THE IMAGINARIUM OF DOCTOR PARNASSUS
(Dir. Terry Gilliam, 2009)
Terry Gilliam is infamous for problems plaguing (and sometimes halting) many of the productions of his fantastically far-fetched films, but as I'm sure folks reading this well know, none have been hit harder than this one. The untimely death of Heath Ledger midway through shooting threatened to squash the project, but Gilliam came up with a solution to cast 3 of Ledger’s acting peers to fill in for his remaining scenes.
It helps the conceit that in the story Ledger’s character steps through a magic mirror into another world in which he could be somewhat plausibly changed into another person. It also helps that the 3 actors filling in just happen to be very big names in the business: Johnny Depp, Jude Law, and Colin Farrell.

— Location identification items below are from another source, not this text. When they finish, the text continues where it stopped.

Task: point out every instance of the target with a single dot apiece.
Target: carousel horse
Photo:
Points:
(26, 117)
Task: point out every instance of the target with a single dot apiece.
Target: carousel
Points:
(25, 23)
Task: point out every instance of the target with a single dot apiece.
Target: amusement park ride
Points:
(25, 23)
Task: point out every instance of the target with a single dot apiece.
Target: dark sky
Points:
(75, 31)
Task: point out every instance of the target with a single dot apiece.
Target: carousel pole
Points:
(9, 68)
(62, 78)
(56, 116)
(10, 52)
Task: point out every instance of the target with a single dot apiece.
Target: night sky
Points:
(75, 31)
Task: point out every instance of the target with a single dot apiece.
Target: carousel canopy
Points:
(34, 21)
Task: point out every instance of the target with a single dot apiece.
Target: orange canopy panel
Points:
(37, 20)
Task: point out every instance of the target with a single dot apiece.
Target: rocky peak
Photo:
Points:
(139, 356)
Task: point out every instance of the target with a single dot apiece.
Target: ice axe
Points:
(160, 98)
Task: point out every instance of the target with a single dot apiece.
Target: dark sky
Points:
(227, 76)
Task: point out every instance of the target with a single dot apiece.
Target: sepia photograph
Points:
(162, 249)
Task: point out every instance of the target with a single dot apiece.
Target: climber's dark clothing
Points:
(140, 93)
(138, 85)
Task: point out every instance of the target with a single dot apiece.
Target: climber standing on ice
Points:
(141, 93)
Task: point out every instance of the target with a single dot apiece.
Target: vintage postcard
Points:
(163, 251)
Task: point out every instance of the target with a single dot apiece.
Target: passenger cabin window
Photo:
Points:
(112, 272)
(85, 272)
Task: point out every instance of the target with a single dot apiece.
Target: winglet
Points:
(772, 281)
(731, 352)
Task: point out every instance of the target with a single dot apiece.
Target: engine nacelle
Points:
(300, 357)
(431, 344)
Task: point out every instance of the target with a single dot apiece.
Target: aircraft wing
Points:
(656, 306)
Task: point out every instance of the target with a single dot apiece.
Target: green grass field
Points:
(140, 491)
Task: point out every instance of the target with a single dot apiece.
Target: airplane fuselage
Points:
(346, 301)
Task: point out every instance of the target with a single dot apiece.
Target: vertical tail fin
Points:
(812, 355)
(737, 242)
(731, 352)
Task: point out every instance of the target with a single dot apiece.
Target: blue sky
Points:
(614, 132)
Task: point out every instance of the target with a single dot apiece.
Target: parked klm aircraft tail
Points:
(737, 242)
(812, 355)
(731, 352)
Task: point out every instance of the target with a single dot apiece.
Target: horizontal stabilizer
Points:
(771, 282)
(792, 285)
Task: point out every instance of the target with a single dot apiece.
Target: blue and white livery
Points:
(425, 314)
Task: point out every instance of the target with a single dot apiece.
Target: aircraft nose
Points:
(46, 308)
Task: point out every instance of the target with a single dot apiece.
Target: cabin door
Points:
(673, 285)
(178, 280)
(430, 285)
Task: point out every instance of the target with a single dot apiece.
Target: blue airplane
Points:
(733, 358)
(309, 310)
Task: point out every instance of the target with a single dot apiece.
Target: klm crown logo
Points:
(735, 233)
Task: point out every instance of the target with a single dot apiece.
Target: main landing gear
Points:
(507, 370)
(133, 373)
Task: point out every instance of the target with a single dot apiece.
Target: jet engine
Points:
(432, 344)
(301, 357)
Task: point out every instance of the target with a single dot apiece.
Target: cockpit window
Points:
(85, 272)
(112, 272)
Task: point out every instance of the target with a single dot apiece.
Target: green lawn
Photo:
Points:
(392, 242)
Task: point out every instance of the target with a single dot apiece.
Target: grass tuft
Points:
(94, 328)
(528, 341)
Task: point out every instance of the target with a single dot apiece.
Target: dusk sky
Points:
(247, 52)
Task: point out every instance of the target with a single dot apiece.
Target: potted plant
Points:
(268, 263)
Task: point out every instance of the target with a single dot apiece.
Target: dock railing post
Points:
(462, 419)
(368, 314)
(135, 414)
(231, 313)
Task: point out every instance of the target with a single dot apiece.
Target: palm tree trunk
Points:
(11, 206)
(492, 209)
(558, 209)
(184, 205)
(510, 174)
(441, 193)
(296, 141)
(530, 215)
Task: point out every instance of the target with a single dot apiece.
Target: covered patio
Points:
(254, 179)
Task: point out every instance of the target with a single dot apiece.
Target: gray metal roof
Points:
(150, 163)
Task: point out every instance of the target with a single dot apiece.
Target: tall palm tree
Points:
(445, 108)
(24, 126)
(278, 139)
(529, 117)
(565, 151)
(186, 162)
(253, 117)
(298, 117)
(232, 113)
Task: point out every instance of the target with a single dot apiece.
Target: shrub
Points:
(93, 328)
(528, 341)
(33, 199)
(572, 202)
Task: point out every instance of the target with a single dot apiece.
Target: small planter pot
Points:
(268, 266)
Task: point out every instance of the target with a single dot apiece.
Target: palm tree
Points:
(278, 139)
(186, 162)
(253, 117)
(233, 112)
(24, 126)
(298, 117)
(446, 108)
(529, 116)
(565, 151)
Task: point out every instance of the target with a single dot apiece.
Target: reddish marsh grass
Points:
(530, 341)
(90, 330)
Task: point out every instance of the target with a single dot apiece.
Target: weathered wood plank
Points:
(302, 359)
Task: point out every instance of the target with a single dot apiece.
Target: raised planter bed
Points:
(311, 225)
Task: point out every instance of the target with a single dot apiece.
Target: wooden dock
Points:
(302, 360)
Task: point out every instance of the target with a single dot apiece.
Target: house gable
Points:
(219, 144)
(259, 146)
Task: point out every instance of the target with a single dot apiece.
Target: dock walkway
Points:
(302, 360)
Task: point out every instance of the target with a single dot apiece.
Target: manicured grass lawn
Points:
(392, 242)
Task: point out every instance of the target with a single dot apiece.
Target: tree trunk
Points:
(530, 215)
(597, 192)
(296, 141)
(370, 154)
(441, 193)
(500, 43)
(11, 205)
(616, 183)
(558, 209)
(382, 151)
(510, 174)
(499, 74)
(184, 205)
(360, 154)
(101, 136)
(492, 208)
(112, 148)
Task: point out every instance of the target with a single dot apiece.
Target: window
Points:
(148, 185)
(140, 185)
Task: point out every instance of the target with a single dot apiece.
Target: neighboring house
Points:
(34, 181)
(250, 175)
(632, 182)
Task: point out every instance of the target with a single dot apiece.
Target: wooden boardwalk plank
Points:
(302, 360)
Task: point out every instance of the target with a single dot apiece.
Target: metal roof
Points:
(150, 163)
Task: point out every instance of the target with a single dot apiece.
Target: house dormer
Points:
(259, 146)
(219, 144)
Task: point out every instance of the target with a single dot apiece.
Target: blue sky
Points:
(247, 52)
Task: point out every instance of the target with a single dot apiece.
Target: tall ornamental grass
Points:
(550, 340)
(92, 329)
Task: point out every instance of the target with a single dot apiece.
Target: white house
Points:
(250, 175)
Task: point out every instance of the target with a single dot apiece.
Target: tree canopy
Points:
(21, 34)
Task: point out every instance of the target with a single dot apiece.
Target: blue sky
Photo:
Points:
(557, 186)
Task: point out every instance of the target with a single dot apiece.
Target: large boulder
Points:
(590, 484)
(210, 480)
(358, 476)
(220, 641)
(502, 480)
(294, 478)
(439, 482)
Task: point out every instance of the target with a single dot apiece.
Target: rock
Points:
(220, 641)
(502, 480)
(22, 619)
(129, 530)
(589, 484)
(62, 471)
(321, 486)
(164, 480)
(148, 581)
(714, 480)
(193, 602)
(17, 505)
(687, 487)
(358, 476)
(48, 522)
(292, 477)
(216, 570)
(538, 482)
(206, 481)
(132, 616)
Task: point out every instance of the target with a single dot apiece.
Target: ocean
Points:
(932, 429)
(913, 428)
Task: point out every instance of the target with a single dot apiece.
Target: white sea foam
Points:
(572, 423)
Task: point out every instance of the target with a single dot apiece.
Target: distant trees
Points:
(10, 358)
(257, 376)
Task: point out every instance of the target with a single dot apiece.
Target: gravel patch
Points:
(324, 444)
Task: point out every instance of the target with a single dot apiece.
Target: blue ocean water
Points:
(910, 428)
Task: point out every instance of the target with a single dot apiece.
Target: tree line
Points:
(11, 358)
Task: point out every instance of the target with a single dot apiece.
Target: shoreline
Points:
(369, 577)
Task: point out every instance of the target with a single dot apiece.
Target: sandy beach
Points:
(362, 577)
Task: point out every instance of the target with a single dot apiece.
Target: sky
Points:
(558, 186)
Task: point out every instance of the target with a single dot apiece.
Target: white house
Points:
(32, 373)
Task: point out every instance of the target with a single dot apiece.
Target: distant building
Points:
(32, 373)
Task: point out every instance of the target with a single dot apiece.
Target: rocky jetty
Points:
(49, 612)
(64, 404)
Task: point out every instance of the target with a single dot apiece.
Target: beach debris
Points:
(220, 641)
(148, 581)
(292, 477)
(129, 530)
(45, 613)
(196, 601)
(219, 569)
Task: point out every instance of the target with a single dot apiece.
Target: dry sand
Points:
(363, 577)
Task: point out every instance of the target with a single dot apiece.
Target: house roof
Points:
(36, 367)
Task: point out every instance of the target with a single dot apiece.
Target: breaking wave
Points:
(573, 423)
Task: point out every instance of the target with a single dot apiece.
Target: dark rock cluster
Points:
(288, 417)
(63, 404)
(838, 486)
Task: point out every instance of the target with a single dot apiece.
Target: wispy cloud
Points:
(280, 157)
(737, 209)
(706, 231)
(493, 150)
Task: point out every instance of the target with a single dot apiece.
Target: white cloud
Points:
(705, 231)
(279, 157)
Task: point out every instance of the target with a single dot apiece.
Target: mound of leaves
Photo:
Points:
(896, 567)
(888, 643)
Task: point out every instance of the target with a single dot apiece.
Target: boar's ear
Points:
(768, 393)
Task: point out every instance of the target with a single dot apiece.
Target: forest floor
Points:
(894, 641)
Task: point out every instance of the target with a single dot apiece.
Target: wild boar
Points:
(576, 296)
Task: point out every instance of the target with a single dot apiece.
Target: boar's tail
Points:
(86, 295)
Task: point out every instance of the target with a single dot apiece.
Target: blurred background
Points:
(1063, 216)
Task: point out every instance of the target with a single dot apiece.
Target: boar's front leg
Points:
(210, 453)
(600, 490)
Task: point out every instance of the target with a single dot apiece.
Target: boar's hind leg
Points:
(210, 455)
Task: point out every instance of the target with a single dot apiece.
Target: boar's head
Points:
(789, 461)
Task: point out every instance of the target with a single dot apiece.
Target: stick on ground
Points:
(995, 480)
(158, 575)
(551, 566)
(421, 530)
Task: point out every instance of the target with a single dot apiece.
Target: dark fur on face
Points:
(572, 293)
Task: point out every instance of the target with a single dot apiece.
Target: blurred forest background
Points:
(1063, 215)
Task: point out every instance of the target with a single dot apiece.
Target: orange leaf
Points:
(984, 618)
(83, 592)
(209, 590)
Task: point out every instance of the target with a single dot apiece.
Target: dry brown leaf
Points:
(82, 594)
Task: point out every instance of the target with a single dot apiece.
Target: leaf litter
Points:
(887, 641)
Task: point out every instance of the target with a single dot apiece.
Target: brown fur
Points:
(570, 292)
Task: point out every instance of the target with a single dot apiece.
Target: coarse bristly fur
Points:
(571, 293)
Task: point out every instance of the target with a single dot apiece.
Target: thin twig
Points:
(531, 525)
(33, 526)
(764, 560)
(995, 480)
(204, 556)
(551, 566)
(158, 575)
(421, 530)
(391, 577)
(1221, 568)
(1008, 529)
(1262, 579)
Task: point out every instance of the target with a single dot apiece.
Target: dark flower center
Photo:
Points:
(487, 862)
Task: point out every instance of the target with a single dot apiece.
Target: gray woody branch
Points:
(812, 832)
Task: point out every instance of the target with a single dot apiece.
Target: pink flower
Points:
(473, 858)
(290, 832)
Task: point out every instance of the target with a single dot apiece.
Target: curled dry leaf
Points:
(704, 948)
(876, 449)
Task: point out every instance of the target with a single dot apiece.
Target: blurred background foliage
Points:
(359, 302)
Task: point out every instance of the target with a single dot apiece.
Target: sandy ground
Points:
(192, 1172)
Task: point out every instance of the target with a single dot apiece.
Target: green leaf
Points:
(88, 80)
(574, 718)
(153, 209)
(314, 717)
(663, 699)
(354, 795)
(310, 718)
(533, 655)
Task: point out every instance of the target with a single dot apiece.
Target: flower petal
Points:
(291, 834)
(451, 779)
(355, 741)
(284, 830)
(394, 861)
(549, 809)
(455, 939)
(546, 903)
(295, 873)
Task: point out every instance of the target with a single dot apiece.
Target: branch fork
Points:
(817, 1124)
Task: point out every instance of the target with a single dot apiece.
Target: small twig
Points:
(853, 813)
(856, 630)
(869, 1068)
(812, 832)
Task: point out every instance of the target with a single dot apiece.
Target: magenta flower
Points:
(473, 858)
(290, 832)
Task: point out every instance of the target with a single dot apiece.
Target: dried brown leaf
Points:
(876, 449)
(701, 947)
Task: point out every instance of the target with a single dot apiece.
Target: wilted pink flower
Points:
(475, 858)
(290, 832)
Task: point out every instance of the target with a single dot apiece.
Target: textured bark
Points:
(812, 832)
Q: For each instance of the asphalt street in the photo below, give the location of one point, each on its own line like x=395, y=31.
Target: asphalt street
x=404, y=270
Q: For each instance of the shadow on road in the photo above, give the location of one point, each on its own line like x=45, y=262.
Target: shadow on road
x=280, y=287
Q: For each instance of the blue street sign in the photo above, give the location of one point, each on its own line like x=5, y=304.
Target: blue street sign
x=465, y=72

Given these circumstances, the finished film works better than it has a right to. Working with a much lower budget than before, Gilliam knows how to draw an audience in to a strange setting, one that’s familiar to fans with its ratty stage folk and tall tales that just might be true. In the title role, Christopher Plummer, made to look ten times scragglier than usual, leads a group of show folks making their way around modern day London in a make-shift stage vehicle. The group is made up of the Doctor’s daughter (Lily Cole), a clever but neurotic magician (Andrew Garfield), and an out-spoken dwarf (Verne Troyer) who has many of the films best lines.

Plummer tells his daughter (and us) his bizarre back story (well, bizarre if you’ve never seen a Gilliam film before) involving a deal with the Devil (a terrific Tom Waits) and the darkening of his visions. When crossing a bridge in the middle of the night the traveling troupe comes across Ledger hanging from a noose. They get him down and find he’s still alive. When he comes to the next day he asks where he is. Troyer answers:
“Geographically, in the Northern Hemisphere. Socially, on the margins. Narratively, with some way to go.”